I was so pleased. I rushed to a quiet spot in the bourse area
and pulled out my previous day’s purchase so I could compare
the two. I noticed that the patina didn’t look the same,
and you remember the dating was different. I could barely
wait to get home so that I could compare all three medals, one against the other. The drive home later that day seemed
to take much longer than usual.
When I got home I pulled out my original medal and
compared it against the two new ones. I noted that the two
I had bought at the coin show each had an edge stamp of
“K.Goetz,” yet my very first purchase from the bid board
did not. The two later medals also had the German spelling
of “MAI” for the month, while my first used the English
My bid board specimen was also much rougher and
cruder in appearance. Gradually I noticed, feature by feature,
many differences between the three medals. I was quite
happy that I had bought the two medals at the coin show.
I later determined that the first medal I had purchased
from the coin shop was a spurious counterfeit. Happily
though, the two I bought at the coin show were both genuine
Goetz medals worth much more than I paid for them, though
I didn’t know it at the time.
As the old saying goes, the die was cast. I was bitten by a
bug and had to learn all about the event depicted on my new
treasures. I wanted to know who the people were, and all
about the circumstances that lead to the sinking, and all about
dozens of other things relating to the medal and it’s maker.
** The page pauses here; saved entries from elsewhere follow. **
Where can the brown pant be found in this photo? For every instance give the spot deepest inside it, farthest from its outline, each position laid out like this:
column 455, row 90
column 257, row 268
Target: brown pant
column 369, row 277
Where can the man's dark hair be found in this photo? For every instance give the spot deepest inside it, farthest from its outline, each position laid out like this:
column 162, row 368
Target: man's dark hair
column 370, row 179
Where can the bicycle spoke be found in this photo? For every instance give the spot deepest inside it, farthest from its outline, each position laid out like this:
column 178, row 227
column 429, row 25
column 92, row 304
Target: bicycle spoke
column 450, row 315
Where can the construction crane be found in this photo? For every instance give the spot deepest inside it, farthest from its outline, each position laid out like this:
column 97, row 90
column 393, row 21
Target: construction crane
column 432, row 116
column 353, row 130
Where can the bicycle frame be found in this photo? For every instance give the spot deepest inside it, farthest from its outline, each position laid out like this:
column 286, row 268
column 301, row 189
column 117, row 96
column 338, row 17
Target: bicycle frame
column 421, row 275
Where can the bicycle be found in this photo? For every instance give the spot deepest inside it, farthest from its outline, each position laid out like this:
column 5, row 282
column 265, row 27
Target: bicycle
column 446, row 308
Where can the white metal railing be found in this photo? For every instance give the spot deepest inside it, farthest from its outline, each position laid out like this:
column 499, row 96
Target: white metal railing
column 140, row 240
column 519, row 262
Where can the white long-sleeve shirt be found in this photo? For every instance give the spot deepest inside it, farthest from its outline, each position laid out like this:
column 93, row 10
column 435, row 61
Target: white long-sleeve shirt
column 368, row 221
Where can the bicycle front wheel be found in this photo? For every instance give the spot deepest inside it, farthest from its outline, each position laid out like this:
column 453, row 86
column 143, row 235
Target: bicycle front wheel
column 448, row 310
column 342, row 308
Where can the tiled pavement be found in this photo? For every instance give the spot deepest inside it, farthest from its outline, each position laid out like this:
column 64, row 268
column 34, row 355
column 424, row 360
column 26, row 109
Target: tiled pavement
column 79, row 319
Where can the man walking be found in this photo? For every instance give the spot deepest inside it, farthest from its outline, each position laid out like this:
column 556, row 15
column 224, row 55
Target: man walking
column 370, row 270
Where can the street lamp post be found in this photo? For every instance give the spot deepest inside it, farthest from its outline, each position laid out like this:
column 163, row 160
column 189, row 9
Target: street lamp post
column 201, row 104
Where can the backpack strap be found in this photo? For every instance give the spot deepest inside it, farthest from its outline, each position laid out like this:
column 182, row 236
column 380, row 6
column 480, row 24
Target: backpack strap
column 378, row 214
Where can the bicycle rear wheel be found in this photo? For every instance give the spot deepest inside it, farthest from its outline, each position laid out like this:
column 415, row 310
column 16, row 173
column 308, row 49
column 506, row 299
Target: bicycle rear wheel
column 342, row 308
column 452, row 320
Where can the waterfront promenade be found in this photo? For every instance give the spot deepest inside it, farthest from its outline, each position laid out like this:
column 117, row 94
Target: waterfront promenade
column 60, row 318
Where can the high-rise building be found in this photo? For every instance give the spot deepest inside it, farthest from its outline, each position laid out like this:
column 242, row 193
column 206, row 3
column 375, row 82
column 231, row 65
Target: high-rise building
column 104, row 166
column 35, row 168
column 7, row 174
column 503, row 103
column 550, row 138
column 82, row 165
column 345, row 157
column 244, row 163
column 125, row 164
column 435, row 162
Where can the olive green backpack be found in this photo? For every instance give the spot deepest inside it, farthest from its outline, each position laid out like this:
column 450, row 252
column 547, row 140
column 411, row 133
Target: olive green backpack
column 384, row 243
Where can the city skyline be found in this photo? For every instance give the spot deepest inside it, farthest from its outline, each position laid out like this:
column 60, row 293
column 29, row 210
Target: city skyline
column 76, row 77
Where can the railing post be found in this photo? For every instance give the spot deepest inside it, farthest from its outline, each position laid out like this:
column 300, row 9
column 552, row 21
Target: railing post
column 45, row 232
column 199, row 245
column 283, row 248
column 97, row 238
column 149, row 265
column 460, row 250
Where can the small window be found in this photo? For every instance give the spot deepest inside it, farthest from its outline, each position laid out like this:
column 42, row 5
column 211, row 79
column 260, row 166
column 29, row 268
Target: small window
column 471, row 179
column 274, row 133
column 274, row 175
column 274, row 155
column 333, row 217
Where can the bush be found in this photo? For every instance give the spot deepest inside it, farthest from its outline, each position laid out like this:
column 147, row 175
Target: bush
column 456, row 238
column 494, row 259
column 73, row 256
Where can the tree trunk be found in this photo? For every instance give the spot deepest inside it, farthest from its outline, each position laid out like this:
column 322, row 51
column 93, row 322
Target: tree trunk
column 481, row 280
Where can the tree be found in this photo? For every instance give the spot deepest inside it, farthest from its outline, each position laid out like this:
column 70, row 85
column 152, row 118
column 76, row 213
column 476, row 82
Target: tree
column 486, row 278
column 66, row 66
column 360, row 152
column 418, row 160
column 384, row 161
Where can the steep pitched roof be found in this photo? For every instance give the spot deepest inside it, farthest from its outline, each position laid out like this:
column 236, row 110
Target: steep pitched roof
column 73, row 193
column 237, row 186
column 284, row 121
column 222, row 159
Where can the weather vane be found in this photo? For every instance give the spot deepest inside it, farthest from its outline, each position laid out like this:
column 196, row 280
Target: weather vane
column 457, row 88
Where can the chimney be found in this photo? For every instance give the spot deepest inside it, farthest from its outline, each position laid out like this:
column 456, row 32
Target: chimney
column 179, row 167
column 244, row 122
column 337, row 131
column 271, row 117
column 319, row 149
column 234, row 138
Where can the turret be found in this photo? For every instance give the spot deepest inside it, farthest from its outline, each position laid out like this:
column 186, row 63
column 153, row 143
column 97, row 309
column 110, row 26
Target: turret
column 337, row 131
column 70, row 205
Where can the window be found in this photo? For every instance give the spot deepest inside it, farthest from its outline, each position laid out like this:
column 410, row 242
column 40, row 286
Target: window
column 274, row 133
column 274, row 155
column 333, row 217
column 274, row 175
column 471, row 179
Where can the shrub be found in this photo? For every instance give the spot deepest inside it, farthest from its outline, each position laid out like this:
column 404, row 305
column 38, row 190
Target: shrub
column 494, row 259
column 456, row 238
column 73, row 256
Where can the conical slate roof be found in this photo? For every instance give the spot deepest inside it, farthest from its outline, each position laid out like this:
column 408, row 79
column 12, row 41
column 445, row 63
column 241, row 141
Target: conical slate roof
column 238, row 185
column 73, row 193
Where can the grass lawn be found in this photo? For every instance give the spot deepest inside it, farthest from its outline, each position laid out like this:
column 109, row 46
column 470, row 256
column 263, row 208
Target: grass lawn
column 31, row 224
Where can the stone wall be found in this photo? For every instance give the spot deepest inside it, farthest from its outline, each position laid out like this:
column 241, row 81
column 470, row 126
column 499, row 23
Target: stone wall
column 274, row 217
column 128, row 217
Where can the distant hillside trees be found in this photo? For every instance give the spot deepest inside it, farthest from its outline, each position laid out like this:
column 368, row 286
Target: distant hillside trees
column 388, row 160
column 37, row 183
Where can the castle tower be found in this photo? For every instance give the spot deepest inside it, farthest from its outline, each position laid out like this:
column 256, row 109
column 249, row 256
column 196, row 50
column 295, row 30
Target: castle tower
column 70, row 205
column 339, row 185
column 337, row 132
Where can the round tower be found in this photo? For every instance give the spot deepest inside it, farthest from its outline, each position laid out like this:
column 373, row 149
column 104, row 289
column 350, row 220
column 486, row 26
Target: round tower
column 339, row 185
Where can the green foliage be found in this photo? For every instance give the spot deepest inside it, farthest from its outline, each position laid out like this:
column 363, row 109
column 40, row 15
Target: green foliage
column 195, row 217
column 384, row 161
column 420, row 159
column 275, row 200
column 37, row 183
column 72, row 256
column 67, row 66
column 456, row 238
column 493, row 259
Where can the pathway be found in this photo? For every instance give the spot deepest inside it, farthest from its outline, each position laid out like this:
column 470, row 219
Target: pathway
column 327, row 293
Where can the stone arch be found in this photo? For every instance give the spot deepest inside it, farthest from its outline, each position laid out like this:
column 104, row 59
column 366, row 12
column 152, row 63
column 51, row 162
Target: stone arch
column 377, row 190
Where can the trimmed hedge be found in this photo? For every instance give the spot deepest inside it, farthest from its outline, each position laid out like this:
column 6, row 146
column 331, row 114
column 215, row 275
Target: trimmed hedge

I spent several years compiling records, corresponding with
various experts and other collectors, reading many dozens
of books, and gradually building up an understanding of the
piece and it’s place in history. Along the journey I became
somewhat of an expert on the many varieties and their makers,
and have had the pleasure to advise other collectors,
museum curators, and Internet adventurers about the various
fine points of these pieces.
My purpose in writing this book is to put down on paper
some of what I’ve uncovered, so that others can more easily
see the panorama of the medal varieties and the stories
behind the people associated with each of them.